MusiCodex – Compression

You may find this module and the corresponding Max Patch in the MusiCodex GitHub Repo.

Dynamics Processors

Introduction

When we speak of the dynamics of an audio signal, we’re directly referring to the amplitude (i.e., loudness) of the signal. Without considering volume modifiers (faders, panners, mute switches), there are three main effects that interact with the amplitude of a signal: distortion, equalization, and dynamic range processors (generally referred to simply as dynamics processors). In this module, we will concern ourselves with the last one of these amplitude effects.

Dynamics processors in audio are effects that modify the dynamic range of a signal. It is however important for us to make a distinction between audio dynamic range and the dynamic range of a signal. Defining these two concepts and how they differ from one another will give us a set of ideas to better understand dynamics processors, and because it is a complex topic, we first need to tackle some terminology.

Basic Terminology

Every audio device tends to distort as the gain of audio signals running through it increases beyond its physical capacities. This is the case regardless of whether we are capturing or reproducing the signal, or whether we are talking about amplifiers, tapes, processors, microphones or any other medium. In other words, turning signals too high (or placing a microphone too close to a loud source) will result in distortion, and this is a basic property of audio equipment.

Every piece of audio equipment also produces noise during operation. We refer to this inherent noise as the noise floor. We can for example think of the noise heard through the amps of our rehearsal space, or the hiss, crackling and rumble that is present in cassette tapes or LP records.
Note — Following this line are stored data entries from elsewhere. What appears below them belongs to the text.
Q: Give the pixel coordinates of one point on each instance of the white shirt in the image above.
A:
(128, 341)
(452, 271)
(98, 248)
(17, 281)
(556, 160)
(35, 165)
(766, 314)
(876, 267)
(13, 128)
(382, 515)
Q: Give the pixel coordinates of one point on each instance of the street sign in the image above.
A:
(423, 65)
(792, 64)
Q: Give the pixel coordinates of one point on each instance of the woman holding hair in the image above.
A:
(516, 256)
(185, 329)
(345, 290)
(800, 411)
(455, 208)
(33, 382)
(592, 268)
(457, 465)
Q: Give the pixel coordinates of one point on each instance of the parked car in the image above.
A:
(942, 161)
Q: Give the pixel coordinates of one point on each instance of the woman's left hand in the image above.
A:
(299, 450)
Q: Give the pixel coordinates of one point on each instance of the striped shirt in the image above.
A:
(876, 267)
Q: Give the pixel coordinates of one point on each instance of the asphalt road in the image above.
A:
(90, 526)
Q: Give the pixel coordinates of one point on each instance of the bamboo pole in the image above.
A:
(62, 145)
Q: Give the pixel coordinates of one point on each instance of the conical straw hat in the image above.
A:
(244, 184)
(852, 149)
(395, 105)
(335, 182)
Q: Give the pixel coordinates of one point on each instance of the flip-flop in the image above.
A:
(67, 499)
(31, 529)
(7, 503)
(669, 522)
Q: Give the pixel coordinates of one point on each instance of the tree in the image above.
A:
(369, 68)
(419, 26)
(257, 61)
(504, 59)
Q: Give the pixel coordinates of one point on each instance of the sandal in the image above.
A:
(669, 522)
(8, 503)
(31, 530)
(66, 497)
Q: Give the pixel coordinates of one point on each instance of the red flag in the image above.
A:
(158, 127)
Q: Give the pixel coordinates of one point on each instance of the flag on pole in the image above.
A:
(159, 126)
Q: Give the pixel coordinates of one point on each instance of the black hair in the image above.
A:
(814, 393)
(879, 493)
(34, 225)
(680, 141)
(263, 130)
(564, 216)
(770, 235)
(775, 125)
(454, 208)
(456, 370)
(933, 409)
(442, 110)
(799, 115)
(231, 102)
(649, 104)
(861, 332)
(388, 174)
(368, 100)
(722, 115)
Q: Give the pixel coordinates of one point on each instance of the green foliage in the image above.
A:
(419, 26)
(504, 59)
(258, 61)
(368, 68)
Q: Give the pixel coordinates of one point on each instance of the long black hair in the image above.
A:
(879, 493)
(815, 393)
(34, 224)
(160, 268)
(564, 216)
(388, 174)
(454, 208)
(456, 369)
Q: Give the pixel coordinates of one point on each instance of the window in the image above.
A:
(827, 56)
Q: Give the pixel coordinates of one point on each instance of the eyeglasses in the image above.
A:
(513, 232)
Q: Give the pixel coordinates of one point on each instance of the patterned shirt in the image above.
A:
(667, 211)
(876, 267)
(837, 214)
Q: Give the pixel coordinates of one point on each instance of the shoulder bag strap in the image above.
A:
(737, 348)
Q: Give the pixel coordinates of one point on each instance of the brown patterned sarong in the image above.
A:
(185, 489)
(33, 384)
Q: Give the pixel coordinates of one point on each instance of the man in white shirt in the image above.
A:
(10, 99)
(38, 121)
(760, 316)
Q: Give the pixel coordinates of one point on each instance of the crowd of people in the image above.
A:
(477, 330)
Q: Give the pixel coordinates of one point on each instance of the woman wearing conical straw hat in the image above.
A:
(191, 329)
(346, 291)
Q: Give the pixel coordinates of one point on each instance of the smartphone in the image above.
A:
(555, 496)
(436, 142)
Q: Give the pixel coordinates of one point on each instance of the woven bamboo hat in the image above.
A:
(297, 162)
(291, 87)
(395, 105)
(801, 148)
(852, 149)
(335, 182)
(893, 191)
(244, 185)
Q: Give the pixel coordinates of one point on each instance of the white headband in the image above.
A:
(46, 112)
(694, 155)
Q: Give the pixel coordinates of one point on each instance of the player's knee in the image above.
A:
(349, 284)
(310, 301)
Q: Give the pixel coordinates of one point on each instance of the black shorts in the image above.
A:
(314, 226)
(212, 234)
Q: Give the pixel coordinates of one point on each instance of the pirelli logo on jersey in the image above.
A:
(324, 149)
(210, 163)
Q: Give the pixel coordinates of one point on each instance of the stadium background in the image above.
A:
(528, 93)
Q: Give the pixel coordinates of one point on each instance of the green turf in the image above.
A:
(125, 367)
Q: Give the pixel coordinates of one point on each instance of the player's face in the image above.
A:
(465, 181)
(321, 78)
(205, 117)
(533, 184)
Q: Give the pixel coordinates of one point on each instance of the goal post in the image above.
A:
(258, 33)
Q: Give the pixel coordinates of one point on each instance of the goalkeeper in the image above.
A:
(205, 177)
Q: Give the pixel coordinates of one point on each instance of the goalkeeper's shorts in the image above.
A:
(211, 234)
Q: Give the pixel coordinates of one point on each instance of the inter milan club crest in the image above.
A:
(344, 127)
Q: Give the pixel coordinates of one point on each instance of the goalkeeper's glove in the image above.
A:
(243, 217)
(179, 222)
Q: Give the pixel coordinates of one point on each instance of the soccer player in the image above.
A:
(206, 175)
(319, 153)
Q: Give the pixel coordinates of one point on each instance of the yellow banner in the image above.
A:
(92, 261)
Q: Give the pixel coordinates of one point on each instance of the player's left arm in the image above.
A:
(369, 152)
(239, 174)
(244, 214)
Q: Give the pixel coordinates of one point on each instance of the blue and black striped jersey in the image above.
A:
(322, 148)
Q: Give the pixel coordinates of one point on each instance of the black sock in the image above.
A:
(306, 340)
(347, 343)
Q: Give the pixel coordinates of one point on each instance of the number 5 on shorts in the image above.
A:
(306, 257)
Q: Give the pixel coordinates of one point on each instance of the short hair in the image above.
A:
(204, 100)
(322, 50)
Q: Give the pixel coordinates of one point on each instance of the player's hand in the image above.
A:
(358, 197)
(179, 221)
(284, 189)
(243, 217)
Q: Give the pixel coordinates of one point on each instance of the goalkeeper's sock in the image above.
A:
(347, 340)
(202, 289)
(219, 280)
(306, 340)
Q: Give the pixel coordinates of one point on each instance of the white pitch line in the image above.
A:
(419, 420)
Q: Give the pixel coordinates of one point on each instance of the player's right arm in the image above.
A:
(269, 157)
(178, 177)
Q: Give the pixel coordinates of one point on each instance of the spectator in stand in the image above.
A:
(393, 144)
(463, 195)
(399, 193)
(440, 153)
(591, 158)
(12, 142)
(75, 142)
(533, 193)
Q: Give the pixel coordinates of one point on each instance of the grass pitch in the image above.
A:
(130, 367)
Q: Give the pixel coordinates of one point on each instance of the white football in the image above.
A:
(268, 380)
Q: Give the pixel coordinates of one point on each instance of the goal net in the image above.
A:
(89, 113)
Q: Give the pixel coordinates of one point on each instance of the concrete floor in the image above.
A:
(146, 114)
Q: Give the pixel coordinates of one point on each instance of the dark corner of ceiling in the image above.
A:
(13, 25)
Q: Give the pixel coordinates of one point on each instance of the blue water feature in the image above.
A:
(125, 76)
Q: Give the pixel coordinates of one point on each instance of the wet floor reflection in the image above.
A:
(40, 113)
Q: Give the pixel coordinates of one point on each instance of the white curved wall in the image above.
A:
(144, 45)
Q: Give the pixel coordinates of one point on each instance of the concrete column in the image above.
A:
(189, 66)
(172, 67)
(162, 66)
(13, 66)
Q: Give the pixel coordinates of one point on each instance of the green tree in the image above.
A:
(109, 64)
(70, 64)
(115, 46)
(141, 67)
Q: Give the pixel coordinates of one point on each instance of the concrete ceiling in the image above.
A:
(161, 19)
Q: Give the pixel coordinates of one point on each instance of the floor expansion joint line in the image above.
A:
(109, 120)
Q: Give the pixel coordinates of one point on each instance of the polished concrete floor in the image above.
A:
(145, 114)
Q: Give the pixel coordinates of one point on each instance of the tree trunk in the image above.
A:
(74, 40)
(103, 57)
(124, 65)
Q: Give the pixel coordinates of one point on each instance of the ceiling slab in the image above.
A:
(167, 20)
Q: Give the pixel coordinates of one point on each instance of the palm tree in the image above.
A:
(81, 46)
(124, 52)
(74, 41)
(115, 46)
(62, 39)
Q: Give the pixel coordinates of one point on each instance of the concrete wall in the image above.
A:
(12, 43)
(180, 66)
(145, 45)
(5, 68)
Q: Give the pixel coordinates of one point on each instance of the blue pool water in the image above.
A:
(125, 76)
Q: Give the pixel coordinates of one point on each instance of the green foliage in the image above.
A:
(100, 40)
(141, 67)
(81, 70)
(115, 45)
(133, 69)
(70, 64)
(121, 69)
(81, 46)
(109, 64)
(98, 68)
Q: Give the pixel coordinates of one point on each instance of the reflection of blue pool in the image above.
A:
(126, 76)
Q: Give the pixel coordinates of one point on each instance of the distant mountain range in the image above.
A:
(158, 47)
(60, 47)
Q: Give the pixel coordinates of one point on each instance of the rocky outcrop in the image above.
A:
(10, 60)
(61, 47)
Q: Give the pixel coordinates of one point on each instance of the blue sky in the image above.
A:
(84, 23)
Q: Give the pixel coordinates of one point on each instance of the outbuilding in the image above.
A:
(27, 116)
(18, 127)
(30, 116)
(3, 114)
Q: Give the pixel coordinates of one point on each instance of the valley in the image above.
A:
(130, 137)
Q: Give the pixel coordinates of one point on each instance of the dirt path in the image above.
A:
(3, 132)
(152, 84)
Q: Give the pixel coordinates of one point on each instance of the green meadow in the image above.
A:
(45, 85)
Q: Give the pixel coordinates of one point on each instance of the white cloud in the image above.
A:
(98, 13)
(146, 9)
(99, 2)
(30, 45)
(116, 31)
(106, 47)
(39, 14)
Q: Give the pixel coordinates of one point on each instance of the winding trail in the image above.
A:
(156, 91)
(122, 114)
Quieter audio signals may not carry enough power to fully mask this mechanical noise, making it audible or even distracting. Every piece of audio equipment that we interact with, from processors and cables to microphones and amplifiers, presents noise.

It is then fundamental for us to set the levels of our audio signals above the noise floor and below the point at which distortion begins for any given medium. This activity of ensuring that the signal retains healthy levels through a signal path is referred to as gain staging.

Adequate gain staging requires maintaining the level of our audio signals within range of this safe amplitude zone, and this range is known as audio dynamic range. The reason why it is important to fit the signal that is being recorded or processed within this range, is so that neither noise nor distortion (or both) are heard by listeners.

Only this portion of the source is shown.